Despite all this, Britain’s rip-roaring service sector helped drive expansion in the first quarter. The 0.7 per cent surge in output means that, for a short period at least, the UK was almost certainly the star performer among the Group of Seven richest nations (final figures for Japan are not in).

Much of the uncertainty since March is the result of Donald Trump’s tariffs. Sir Keir Starmer can thank his lucky stars that the Trump White House is obsessed with goods, trade where Britain is broadly in balance with the US, and not services, which continue to boom.

In March services contributed 0.4 per cent to output. In contrast, industrial production fell by 0.7 per cent. 

If the currently marooned car, steel and aluminium manufacturers finally get some clarity of when Trump’s punitive, reciprocal tariffs come off, there is the possibility of a manufacturing recovery.

Meanwhile, Labour’s upbeat rhetoric on housing and construction, with the pledge to sweep planning controls into the sea, has produced a minimal response so far. 

Skills blockages, materials shortages and the nation’s old friend ‘nimbyism’ keep the brakes on.

Most of the commercial surveys, in which economy-watchers place store, have suggested that successive Labour blows to confidence, such as the NI contributions increase and net zero zealotry, would bring investment to a shuddering halt.

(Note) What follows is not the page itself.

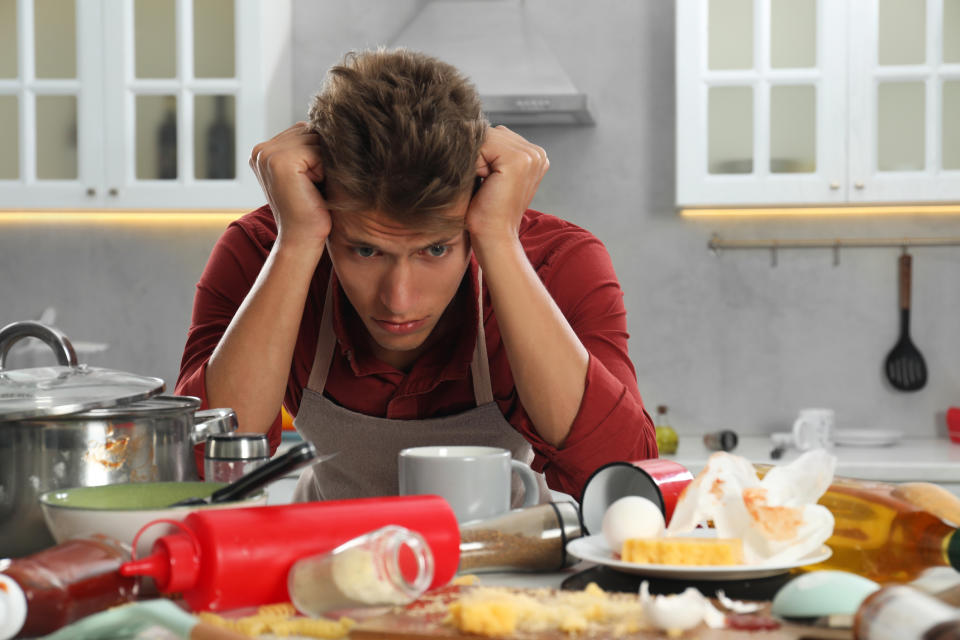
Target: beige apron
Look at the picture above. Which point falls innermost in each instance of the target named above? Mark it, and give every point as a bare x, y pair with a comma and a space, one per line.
366, 464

Remarkably, business investment has been steaming away, driven by transport (mainly aircraft), machinery and plant.

Unless the data turns out to be a freak, there is a tax lesson in this. A Labour inheritance from Jeremy Hunt and the Tories was a ‘full expensing’ scheme which allows corporations to offset spending on plant and equipment against headline tax.

Big decisions on new capital take time to come to fruition. This ought to be a reminder to the Chancellor and the new Second Permanent Secretary of the Treasury, Bank of America emigre Jim O’Neil, (not to be confused with Lord Jim O’Neill, chairman of the Northern Powerhouse) of the power of tax breaks.

Think what might happen were Reeves to use her June public spending review, or her October Budget, to extend full expensing to the digital economy of software, coding, AI, intellectual property and the digital economy.

More houses is a fine goal, but the supercharged growth of Silicon Valley, Israel’s start-up economy and Britain’s Cambridge-Oxford innovation hubs has been built on mind power, computing and IT.

Extending full expensing to the cyber economy could prove a bigger draw for Big Tech to the UK, and an incentive to keep British tech here as opposed to superficial gestures, such as a commitment to allow self-regulation of freedom of content.

There is an opportunity for fresh supply-side thinking around the Cabinet table. Grab it!